Freedom of religion vs. ‘generally applicable laws’
Liberal legal scholars, meanwhile, praised the decision, saying that even if it doesn’t affect doctors in other states, it represents a valid constitutional principle.
“Not every state has something like the California law that specifically protects people from discrimination and differential treatment based upon sexual orientation, so it really is a rather unique situation nationally,” University of Wisconsin law professor Alta Charo told CNSNews.com.

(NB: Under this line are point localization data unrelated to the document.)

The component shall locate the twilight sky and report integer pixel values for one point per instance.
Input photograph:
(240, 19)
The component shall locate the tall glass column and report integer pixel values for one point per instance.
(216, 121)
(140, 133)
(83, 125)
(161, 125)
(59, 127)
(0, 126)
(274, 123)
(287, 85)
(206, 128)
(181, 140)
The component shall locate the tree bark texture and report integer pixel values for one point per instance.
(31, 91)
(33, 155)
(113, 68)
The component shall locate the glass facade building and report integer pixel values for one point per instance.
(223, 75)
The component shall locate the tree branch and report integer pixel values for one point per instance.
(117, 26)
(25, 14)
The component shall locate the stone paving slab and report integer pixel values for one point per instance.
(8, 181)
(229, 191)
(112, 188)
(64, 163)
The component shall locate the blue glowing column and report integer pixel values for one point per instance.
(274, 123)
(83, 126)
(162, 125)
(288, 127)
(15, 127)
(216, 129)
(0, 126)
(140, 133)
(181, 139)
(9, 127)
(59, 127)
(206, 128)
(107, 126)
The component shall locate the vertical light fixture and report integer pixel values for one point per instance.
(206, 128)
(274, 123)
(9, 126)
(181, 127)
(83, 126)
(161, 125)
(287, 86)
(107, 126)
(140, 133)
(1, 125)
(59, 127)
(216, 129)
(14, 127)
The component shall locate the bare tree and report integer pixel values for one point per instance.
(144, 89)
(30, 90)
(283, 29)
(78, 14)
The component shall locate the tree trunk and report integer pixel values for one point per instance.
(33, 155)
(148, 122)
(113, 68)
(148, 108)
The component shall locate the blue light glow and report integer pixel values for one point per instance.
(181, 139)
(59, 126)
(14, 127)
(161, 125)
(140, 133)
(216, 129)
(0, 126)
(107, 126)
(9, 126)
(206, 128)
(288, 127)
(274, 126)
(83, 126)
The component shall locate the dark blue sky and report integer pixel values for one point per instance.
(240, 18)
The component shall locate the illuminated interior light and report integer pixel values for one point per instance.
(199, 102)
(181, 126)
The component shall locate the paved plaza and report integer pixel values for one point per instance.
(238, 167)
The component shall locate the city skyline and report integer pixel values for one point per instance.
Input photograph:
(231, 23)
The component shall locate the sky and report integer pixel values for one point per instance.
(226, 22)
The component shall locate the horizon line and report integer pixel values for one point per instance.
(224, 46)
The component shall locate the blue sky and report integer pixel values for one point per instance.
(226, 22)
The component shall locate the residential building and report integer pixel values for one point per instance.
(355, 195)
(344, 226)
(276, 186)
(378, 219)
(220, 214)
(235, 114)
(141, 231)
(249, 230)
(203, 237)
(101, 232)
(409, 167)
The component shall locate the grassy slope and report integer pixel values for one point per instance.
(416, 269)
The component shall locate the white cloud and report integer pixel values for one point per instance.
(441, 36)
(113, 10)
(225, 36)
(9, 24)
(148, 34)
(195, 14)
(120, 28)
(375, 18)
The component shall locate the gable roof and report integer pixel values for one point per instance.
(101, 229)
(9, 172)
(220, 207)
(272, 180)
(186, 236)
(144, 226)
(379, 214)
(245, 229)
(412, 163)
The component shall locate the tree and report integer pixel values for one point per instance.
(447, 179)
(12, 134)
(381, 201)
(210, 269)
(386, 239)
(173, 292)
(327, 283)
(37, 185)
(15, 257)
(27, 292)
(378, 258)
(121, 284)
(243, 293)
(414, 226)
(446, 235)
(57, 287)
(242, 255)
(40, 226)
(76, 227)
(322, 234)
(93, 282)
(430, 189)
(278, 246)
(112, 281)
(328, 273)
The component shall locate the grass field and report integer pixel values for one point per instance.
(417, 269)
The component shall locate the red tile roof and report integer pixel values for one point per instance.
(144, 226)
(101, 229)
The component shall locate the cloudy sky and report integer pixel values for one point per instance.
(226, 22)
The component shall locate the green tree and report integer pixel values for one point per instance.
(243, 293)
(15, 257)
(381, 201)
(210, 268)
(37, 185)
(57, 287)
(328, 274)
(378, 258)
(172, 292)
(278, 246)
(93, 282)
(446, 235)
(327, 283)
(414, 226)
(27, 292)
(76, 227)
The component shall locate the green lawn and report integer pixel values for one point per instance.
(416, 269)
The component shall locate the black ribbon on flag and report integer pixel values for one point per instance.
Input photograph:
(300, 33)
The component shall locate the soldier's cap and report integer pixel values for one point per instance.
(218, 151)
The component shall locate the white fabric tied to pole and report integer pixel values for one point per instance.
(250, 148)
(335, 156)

But in general, she said, religious people are not exempt from generally applicable laws, and licensed professionals like physicians have an obligation to offer their services in a “nondiscriminatory way.”
Issues quickly become cloudy when religious exemptions are granted, she said.
“Imagine somebody who runs a store for maternity clothing who refuses to serve single women or gay women, because the owner believes that it is immoral for such a woman to have had sex, let alone to have a child,” Charo told CNSNews.com.
“We’ve also had a case in Minneapolis, in which Muslim taxi drivers, from Somalia originally, were refusing to pick up passengers (from the airport) who were disembarking with duty-free alcohol, because it violated their religious precepts that one should (not) drink alcohol, so they would only agree to pick up passengers who agreed to leave the alcohol behind.”
McCaleb, meanwhile, pointed out that the California Supreme Court had ruled on a limited issue, and the lower state court still has to rule on the merits of the actual facts of the lawsuit. Because the case involves federal issues, it will likely be appealed to the federal courts.
The federal courts in recent years, he said, have made provisions for those whose consciences have dictated their refusal to go to war, which may be applicable to the California situation.
But UCLA law professor Eugene Volokh said even if it is appealed, the case may not end up at the U.S. Supreme Court. And should it make it there, it’s not clear that the high court would side with the doctors over the lesbian.
“Up until the 1960’s, the court’s general view was that the Free Exercise (of religion) clause (in the U.S. Constitution) does not give anybody the right to exemption,” Volokh told CNSNews.com.
“From 1963 to 1990, they took the view that, at least in theory, it does give somebody the right to exemption,” he said. “And in 1990, in the Employment Division vs. Smith decision, the court returned to its earlier model and said, ‘No, the Free Exercise Clause only involves law that singles out religion for special burdens.’”
That means that only laws that place a special burden on religion – such as those barring clergymen from holding public office – would be swept down, he said.